なんとか原形を留めている丸太階段に足を踏み出すと、優斗が大輔さんに電話をかけ始めた。二人とも疲れて下山するのが精一杯だと笑って話す優斗の声に、ほっとする。下山する頃には着いているという迎えに、期待が膨らんだ。
後ろを確認したい気持ちも湧き上がったけど、それこそがなにか悪いものの誘惑にも思えて、何度も考え直した。振り返った瞬間なにもない空中から、あの手が煙のように現れて、俺の頭に掴みかかるんじゃないかと思えたからだ。
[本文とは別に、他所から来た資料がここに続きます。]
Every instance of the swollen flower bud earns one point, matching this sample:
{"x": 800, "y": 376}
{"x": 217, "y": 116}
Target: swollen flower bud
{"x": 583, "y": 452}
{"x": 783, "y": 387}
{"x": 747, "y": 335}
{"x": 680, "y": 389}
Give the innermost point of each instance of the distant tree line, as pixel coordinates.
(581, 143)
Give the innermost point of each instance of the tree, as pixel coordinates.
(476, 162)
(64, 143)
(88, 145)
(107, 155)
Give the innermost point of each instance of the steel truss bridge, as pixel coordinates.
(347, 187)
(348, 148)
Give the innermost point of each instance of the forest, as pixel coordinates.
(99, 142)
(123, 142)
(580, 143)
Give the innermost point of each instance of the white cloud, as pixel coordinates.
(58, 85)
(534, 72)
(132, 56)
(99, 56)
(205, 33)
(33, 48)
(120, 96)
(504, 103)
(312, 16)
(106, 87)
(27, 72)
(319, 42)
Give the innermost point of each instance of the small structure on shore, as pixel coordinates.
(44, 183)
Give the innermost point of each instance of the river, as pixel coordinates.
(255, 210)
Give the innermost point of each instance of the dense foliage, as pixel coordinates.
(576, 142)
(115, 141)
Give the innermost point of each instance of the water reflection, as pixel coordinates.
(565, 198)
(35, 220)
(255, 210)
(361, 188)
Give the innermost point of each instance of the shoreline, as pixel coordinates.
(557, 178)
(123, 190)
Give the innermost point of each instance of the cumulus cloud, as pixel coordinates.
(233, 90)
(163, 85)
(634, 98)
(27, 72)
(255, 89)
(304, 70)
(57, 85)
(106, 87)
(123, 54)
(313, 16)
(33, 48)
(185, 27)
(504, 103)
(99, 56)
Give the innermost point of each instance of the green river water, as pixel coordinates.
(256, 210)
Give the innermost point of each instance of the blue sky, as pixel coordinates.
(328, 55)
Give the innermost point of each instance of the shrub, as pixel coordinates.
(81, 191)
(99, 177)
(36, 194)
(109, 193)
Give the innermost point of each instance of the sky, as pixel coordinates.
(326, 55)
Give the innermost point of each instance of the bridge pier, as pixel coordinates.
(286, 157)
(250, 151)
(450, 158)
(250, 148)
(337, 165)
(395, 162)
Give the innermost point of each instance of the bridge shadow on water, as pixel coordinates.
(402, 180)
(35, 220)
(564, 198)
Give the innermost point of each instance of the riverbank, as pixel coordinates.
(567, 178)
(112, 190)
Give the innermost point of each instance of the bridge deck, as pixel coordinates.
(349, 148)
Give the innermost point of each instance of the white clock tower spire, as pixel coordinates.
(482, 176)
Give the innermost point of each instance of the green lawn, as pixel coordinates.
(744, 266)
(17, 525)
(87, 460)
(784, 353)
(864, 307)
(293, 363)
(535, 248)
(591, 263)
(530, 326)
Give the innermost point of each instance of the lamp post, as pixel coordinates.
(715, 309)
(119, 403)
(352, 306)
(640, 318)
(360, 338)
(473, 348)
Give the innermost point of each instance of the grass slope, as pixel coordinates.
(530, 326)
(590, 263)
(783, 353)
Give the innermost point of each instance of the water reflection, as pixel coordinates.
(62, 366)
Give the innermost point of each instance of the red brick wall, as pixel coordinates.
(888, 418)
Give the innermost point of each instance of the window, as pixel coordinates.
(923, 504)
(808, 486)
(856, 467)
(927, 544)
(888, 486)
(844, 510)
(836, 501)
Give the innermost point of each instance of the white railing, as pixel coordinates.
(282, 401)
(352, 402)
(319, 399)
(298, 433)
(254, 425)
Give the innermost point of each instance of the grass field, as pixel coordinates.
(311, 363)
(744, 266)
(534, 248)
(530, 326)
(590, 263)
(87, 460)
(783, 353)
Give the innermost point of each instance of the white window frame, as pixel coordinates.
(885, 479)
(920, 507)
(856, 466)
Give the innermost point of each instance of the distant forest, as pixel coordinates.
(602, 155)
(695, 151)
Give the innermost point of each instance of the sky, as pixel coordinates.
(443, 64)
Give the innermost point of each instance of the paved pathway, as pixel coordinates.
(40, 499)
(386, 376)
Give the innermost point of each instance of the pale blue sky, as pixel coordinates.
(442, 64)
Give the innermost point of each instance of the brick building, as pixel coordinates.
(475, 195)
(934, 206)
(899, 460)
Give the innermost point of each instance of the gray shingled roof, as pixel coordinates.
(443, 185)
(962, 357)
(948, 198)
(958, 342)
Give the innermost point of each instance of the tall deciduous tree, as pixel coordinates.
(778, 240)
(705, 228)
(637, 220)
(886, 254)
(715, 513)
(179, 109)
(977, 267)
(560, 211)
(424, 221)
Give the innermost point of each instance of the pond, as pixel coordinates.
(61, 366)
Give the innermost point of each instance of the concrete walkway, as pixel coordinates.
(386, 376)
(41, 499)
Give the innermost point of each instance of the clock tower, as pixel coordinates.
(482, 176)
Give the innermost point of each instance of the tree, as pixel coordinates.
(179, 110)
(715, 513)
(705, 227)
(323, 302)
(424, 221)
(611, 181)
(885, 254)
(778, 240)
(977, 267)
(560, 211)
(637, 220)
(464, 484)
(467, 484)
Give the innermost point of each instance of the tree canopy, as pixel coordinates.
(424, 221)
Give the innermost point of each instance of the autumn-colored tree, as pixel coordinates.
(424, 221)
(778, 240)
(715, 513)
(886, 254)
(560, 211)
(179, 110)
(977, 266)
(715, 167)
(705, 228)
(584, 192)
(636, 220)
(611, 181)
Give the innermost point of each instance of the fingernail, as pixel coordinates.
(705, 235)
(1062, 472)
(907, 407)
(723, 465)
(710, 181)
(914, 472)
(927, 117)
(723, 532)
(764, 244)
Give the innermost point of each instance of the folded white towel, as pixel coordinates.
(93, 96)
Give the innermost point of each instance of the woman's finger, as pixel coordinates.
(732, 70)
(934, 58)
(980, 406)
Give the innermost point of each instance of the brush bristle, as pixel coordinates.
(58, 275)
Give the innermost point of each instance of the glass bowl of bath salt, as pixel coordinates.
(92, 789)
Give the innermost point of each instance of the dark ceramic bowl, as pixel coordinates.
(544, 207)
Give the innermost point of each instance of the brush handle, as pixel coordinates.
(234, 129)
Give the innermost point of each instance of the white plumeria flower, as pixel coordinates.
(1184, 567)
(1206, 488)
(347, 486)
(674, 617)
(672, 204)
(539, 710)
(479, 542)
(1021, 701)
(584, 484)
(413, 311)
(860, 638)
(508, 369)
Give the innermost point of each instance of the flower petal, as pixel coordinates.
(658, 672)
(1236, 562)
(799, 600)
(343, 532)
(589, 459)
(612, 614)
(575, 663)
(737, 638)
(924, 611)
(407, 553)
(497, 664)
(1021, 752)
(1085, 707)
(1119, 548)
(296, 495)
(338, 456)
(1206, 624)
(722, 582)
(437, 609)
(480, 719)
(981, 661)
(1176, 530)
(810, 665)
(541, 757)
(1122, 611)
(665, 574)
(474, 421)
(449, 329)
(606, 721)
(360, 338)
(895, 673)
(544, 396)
あの墓が。墓を埋めたあの穴が。怖くてたまらなかった。
恐怖心を必死に抑えつけて下山した俺は、迎えの車を目にしてついに緊張の糸が切れたらしい。たった五メートル程度の距離も歩けず、へなへなとその場に座り込んでしまった俺を、大輔さんと優斗が慌てて後部座席に連れて行ってくれた。
泥で座席を汚してしまう申し訳なさを感じながら、放心状態で車に揺られていた俺は、ぼんやりと窓の外を眺めていた。夕方六時をすぎてようやく夕やけの気配が漂い始めた空がきれいで、もう少しで寝てしまうところだったと思う。
窓に大きな虫が止まった。腹側からしか見えないが、たぶんミヤマクワガタのメス。
確かにこれだけ自然豊かなら、昆虫採集には苦労しなさそうだなんて考えた時だ。
目の前でそれが潰された。一瞬なにかの重さに耐えるように、六本の足に力が入ったのすら見えたんだ。
潰れたんじゃなく、明らかに何者かによって、潰された。
──石がぶつかったような衝撃も、音もしなかった。
ただ見えない誰かの手の平で潰されたように、体液をまき散らして平らになった残骸。それがピロピロと風にはためきながら、俺の目の前に貼りついていた。